The next iteration of AI, artificial general intelligence (AGI), provides a higher level of functionality to support human endeavors. Valmiz, Inc. has been working on AI to do just this. They call it Valmiz, a Valmiz Intelligence (VI) software. This alternative to contemporary AI, has been in the making for the past 20 years. Its goal is to enhance informational reach to inform better decision-making, while keeping the human, and human morals, ethics, and values, at the center of any given process.
Unlike current AI that uses a single algorithm, the engineers that created Valmiz designed a system using multi-agent algorithms. Valmiz ingests a client’s own raw, internal and organizational data to create an enterprise-level super knowledge base. Because the primary inputs into Valmiz are an organization’s own, they come pre-validated.
Here’s how it works: Valmiz combines several individual agents – Veda, Vera, Vela, Vega, and Vix – as part of a larger whole. They can work separately or together. Vela searches the different data sources in a client’s network (or the internet, if desired) to gather and compile it. Veda, the core Al system that binds everything, fuses knowledge graphs and bases together. Vega is a resilient data storage system that ensures continuity of operations, even in the event of a power Interruption. Vera tracks key-value-metadata changes across different data sets. Vix is the human-machine interface. It receives commands and communicates back to users similar to current AI assistants but smarter because it gathers information from the other agents of Valmiz™.
Valmiz is like having a thousand highly qualified experts to work on a task to provide input to the human operator at the center of the operation. This augments his or her capabilities. It enhances decision-making with powerful, precise and accurate information.
For ease of use, Valmiz can connect directly to a user’s system as a desktop app that can be deployed on a machine or mobile device or by web API or it can be inserted as part of an organization’s pipeline. For attorneys, Valmiz can integrate with other systems, such as a law firm’s internal workflow system. It can also presumably link up with respected proprietary systems, such as the LexisNexis search engine.
Valmiz’ compounding capability can streamline and validate legal research and writing tasks. Using Valmiz, an attorney can type a few simple keywords (as opposed to long string queries) into Vix. Vix will then search the firm’s internal database and others, if asked. Because the original data is internal to the firm, the compiled information can be trusted. With regard to any external data, Vera verifies and validates that all information sources actually exist. Using the Valmiz Intelligence to assist in research for brief writing prevents the fake case brief scenario.
Valmiz, on the other hand, dynamically updates information by continuing to run and search out information based on keywords that the humans give it, to provide up-to-the-minute precise information. In this way, Valmiz can change the game by allowing for easy access to past opinions, as a starting point for current research and writing projects.
Valmiz, Inc. can also provide great value on either the receiving or giving end of the discovery process. Some cases literally involve pallets full of information. Valmiz, Inc. designed its Valmiz Intelligence specifically to address great volumes of data.
Conversely, with the same rapidity and precision, an attorney could use Valmiz to review similar records that the firm received from an opposing counsel to find all the documents that mentioned the cervical spine injury.

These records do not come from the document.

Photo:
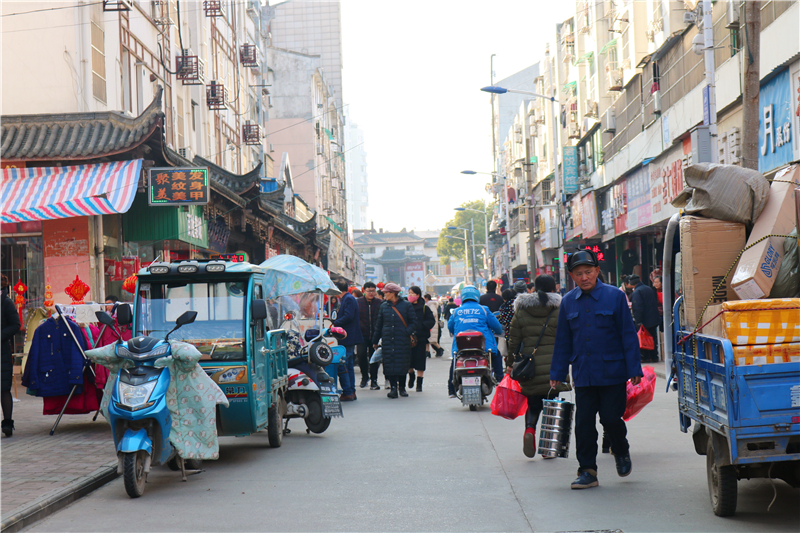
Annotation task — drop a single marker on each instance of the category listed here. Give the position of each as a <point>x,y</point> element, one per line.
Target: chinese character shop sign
<point>178,186</point>
<point>775,123</point>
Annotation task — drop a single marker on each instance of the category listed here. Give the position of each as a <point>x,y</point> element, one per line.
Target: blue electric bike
<point>137,411</point>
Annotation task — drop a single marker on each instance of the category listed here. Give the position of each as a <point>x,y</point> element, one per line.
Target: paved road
<point>424,463</point>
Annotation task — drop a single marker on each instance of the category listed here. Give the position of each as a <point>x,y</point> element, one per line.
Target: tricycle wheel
<point>274,427</point>
<point>133,473</point>
<point>721,484</point>
<point>315,421</point>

Attorneys could also use Valmiz to review actual radiographic imagery provided in discovery, and use its backend analytics to provide valuable insights. Valmiz could compare the imagery, over time, to identify physiological changes in the C-spine, for example. Valmiz captures all the previous incarnations of the area being evaluated. Vera does the comparison, using data in Vela. Vix allows the user to communicate to the system via keywords and bring them together and provide the required result. Thus, instead of just looking at one image at a time, Valmiz could connect the dots over a series of images over the years. This could provide an advantage to a firm’s medical expert, while reducing review time and costs.
These are but a few examples of how legal practitioners can employ Valmiz in support of their legal endeavors. The Valmiz novel multi-agent approach can streamline efforts while providing peace of mind that the information received, and ultimately provided to others, is not hallucinated but rather real, authoritative, accurate and valid. In a legal setting, where attorneys and law firms cannot gamble on AI that makes wrong guesses or conjures up case law that does not exist, Valmiz will take AI to a higher level for the legal community.